Framatome will upgrade the refuel bridges at Browns Ferry, the manipulator cranes at both Sequoyah units and Watts Bar Unit 1, and the fuel transfer systems at Watts Bar. Framatome previously upgraded the fuel transfer systems at Sequoyah. The company will also replace the spent fuel bridges at Sequoyah and Watts Bar.
SGT, a joint venture between Framatome and AECOM, will also replace four steam generators at Watts Bar Unit 2.
“We are looking to transition to the ATRIUM 11 design as it is more advanced and efficient from a fuel usage perspective,” TVA told Nuclear Energy Insider. “TVA currently has ATRIUM 11 lead test assemblies in Browns Ferry.”
Extended Power Uprate
The EPU project at Browns Ferry resulted in an additional output of 465 megawatts to the grid from TVA’s lowest cost per megawatt facility. Browns Ferry is the first three-unit site to implement EPUs, with the plant generating up to 3,933 megawatts in total.
A dedicated project team worked for nearly two years to develop more than 200 plant modifications.
“Equipment upgrades were implemented to maintain and improve design and operational margins and to eliminate the risk of several reactor trip single point vulnerabilities,” says TVA.
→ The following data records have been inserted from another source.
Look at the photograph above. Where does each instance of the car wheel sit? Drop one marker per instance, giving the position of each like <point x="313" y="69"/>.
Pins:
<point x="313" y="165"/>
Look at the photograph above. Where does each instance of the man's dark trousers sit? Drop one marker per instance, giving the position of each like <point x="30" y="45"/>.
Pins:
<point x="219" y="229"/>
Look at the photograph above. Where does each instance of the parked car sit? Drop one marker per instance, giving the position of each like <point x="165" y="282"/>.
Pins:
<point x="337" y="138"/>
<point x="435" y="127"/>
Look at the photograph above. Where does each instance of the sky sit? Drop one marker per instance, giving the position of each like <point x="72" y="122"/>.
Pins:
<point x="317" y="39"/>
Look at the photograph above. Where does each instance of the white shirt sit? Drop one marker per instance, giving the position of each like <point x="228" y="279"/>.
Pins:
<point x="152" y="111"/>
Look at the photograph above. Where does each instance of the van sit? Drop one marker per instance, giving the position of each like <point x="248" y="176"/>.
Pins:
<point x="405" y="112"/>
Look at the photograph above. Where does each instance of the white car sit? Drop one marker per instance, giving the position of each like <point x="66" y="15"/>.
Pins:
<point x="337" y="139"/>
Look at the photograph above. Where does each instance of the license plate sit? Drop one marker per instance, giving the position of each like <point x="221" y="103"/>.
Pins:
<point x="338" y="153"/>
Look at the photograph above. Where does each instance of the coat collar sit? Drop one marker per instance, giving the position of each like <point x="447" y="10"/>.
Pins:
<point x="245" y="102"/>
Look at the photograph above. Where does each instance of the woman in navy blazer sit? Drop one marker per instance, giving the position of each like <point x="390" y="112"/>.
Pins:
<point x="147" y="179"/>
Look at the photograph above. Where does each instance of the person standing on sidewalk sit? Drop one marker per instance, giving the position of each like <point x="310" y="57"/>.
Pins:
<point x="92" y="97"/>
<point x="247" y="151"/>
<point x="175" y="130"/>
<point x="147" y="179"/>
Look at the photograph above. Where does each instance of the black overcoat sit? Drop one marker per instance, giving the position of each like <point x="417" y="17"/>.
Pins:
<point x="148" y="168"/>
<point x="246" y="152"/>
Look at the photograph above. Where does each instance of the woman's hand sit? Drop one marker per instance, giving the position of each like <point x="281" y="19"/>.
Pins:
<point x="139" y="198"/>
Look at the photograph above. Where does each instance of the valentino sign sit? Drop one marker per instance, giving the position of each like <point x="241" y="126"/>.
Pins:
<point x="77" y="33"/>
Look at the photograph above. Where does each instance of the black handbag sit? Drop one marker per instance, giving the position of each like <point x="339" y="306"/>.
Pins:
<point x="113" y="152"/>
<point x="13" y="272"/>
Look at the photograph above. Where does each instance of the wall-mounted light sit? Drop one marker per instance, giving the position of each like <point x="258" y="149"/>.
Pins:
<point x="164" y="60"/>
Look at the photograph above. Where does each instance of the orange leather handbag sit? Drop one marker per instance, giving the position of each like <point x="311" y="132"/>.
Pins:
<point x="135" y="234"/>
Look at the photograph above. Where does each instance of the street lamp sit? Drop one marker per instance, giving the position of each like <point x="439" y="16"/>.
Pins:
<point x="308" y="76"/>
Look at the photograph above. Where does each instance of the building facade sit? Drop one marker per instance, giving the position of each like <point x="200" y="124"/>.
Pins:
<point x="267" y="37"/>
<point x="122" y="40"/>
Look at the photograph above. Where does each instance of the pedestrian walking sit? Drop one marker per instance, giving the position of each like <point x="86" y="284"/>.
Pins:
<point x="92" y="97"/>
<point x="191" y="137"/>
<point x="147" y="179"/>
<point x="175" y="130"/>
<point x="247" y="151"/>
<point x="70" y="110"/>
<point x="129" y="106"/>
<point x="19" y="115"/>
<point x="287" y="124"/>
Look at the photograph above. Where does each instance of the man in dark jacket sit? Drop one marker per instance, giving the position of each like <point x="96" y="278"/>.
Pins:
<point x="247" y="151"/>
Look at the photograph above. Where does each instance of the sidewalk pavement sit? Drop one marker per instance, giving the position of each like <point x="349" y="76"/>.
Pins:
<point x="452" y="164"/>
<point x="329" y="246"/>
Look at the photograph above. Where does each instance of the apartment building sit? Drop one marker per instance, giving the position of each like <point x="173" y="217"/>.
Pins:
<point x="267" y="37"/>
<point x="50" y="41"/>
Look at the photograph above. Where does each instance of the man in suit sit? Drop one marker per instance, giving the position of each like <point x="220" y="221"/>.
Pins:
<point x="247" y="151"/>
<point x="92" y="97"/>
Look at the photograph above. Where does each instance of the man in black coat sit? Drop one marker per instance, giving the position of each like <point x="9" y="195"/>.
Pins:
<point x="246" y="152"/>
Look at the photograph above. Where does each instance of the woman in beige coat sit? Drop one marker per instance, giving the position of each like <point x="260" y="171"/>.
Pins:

“No additional uprates are planned at this time. Industry operating experience and benchmarking, with particular focus on stations that implemented extended power uprates, was extensively utilized during the identification and development of the modifications to support EPU operation. This contributed to the successful implementation and operational performance of these modifications.”